For days, user keeps getting a warning beep when he reboots his PC. So he goes into the BIOS and turns off the alarm, which is for the CPU temperature.
"But how could the temperature be wrong?" says IT support.
"A few days later, the system was dead. The very hot processor was due to the fact that the processor fan was toast-that's why the warning was issued. And during the attempt to fix the PC, the user's hard disk was erased." Oops! But at least that damn system warning was gone!

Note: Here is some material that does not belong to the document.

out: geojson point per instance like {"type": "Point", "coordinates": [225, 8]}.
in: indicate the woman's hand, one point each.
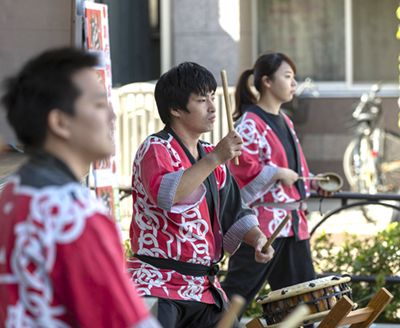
{"type": "Point", "coordinates": [314, 184]}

Seven former top executives at Symbol Technologies in the US are being arraigned on federal charges of 'massive corporate fraud.' An indictment was unsealed last week charging the former CEO, CFO, and several former vice presidents with a variety of fraudulent practices that inflated the WLAN vendor's earnings from 1999 to 2002 by more than US$200 million. An eighth defendant, the former general counsel, is charged with orchestrating a scheme to fraudulently exploit the company's stock option plan to enrich the executives and illegally minimize their tax obligation at the company's expense.
Five other former executives had previously pled guilty to conspiracy charges arising out of the same investigation.